After six long years of fighting, Patterson had done what few 23-year-olds today could imagine. Patterson, and other Haldimand soldiers, saved the lives of Dutch children like Tony and Jennie DeWeerd and unknowingly built into the culture of his hometown.

As of the 2021 census, 8% of Caledonia’s population was of Dutch heritage. Comparitively, in 1931, before WWII, only 2% of the population was Dutch. 

Hugh Patterson’s story shows how intricately connected Haldimand’s diverse population of immigrant groups is. While the county’s many different cultures have arrived at different times and for different reasons, their stories intersect in beautiful everyday and historic ways.

One such intersection occurred in the late 1940s, when Patterson’s and the DeWeerds’ lives came together again. In December of 1945, Patterson returned home on the RMS Empress of Scotland. A few years later, the DeWeerds also came by ship to Canada, Jennie’s family in 1947 and Tony’s in 1948. 
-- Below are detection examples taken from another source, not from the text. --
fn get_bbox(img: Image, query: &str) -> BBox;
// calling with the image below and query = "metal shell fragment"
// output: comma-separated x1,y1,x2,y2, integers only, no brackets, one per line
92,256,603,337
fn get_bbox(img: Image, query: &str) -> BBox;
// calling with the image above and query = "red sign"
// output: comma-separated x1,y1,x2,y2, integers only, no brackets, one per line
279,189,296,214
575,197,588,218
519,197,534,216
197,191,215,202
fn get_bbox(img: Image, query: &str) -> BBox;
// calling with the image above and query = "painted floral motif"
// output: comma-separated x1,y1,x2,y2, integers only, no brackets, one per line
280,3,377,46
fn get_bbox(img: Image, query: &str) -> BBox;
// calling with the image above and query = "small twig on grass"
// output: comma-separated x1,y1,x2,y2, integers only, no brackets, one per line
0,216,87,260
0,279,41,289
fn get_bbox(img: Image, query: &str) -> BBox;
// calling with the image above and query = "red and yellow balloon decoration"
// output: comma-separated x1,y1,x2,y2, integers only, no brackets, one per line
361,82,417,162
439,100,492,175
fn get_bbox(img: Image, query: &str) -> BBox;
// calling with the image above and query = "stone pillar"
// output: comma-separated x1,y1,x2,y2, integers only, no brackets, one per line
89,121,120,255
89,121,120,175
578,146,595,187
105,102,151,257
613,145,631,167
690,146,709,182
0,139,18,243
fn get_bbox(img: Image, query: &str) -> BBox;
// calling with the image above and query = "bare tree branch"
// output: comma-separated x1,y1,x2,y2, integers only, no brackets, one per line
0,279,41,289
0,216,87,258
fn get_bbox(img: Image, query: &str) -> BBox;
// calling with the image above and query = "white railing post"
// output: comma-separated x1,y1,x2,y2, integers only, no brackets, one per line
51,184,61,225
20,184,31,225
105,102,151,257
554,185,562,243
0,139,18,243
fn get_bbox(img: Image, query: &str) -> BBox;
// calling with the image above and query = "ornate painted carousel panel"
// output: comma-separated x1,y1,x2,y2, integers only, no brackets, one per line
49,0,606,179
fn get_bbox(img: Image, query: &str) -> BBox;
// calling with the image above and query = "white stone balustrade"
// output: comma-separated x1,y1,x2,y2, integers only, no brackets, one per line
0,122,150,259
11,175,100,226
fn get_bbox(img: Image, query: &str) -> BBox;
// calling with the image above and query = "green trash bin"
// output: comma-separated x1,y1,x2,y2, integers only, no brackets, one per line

As the world settled down, so did Patterson. He married, lived in town for a few years, then moved back to McClung Road to raise his nine children just across the road from his childhood farm. Tony and Jennie grew up in their new country, met as young adults, married, and also moved to a farm on McClung Road to raise their family.

Scottish roots and Dutch heritage, Clydesdales and chocolate bars, Haldimand County and the Netherlands – McClung Road holds a deep and long story full of courage, sacrifice, and love. The farms, the flags, and the families on the roads of Caledonia are vibrant reminders of Haldimand’s local and global history.